荒井郁之助(1836年6月12日 - 1909年7月19日)は、江戸時代末期の幕臣であり、明治時代には官僚として日本の気象学や測量技術の発展に大きく貢献した人物です。初代中央気象台長を務めたことで知られています。
生い立ちと修養時代
天保7年(1836年)、江戸・湯島天神下上手代町で、幕府御家人である荒井清兵衛の長男として生まれました。幼名は幾之助。幼少期から昌平坂学問所で漢学や儒学を学び、10代のうちに剣術、弓術、馬術といった武芸のほか、西洋砲術や蘭学にも関心を広げました。1857年からは幕府軍艦操練所で航海術、測量術、数学を学び、後の技術者としての素養を磨きました。

幕末の動乱と箱館戦争
文久2年(1862年)に軍艦操練所頭取に就任し、幕府の要人を乗せた航海を指揮するなど重責を担いました。慶応4年(1868年)に軍艦頭となり、榎本武揚らと共に旧幕府軍として箱館戦争に身を投じました。箱館政権(いわゆる蝦夷共和国)では海軍奉行として宮古湾海戦や箱館湾海戦に参加し、激戦を経験しました。

明治期における貢献
降伏後は東京で獄中生活を送りましたが、釈放後は開拓使に出仕し、北海道の三角測量など近代的な測量事業に携わりました。明治23年(1890年)には初代中央気象台長に就任し、日本の気象観測体制の整備に尽力しました。また、明治20年(1887年)には皆既日食観測隊を率いて新潟県で観測を行うなど、科学技術の発展にも寄与しました。


人柄と評価
荒井は温和で謙遜な性格で知られ、部下の報告書を訂正せずに「至極結構」と認めたことから、部下たちに親しまれたといいます。また、敗戦後の人生を「再生」と捉え、自らを平民と称するなど、身分にこだわらない姿勢を貫きました。小惑星(5070) Araiは、彼の功績を記念して命名されました。
よくある質問
荒井郁之助はどのような経歴の人物ですか?
江戸幕府の幕臣として軍艦操練や測量を学び、箱館戦争では海軍奉行を務めました。
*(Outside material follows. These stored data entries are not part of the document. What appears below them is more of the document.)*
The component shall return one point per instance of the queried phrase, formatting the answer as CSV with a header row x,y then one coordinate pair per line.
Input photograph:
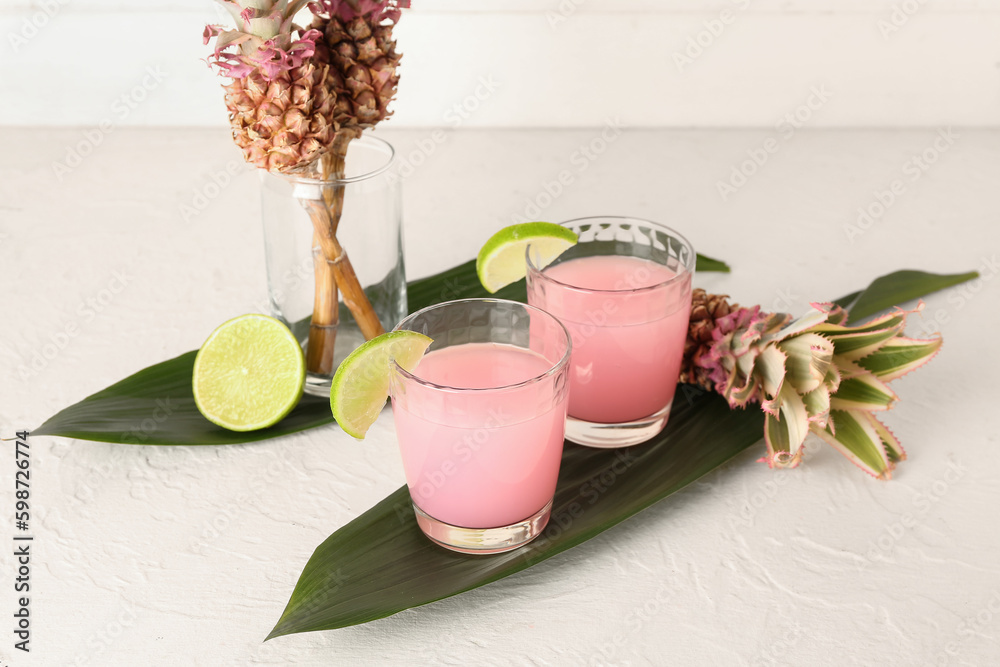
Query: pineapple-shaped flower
x,y
358,44
281,102
815,374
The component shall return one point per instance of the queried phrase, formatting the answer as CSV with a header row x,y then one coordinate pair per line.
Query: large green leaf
x,y
899,287
156,407
380,563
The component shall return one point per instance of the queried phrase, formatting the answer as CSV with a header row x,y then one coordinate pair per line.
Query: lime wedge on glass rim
x,y
361,384
501,259
249,374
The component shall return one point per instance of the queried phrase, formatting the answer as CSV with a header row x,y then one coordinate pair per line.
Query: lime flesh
x,y
501,260
361,384
249,374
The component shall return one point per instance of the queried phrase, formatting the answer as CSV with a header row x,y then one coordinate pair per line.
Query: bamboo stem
x,y
333,267
326,315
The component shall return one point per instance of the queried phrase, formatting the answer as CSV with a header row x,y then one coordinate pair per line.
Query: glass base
x,y
483,540
609,436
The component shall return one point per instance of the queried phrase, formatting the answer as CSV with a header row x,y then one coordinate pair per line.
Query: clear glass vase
x,y
302,272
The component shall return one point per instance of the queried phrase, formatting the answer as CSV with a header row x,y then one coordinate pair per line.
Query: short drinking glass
x,y
624,293
481,420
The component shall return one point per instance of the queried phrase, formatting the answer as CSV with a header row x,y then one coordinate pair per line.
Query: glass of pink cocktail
x,y
624,293
480,422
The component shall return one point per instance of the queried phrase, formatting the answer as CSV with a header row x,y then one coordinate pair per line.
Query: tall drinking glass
x,y
624,293
480,422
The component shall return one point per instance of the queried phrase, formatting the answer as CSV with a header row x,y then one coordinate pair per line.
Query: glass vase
x,y
334,254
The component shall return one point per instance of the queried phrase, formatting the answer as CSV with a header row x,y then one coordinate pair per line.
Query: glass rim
x,y
365,140
689,265
552,370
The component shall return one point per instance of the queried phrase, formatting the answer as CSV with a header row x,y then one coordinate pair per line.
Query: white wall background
x,y
552,63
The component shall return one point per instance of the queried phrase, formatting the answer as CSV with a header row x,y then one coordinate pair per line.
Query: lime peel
x,y
361,384
501,261
249,374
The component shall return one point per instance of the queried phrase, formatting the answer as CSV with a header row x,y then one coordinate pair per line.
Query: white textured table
x,y
186,556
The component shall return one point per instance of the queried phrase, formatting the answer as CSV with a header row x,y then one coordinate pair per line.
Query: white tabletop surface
x,y
816,566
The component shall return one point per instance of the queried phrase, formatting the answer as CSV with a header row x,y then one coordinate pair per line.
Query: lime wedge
x,y
249,374
501,259
361,383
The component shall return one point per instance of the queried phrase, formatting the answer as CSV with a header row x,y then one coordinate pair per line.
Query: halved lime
x,y
249,374
361,383
501,259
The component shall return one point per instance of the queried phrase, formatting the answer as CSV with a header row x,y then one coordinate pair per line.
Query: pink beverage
x,y
628,320
481,443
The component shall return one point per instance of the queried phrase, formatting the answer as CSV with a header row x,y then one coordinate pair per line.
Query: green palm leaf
x,y
380,563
明治維新後は開拓使や内務省で測量や気象観測の近代化に貢献し、初代中央気象台長を務めました。
荒井郁之助が初代中央気象台長に就任したのはいつですか?
明治23年(1890年)8月に初代中央気象台長に就任しました。
荒井郁之助の性格はどのようなものだったと伝えられていますか?
非常に温和で謙遜な性格であり、部下からは「至極結構」というあだ名で呼ばれるほど、部下の報告を尊重する寛容な人物として知られていました。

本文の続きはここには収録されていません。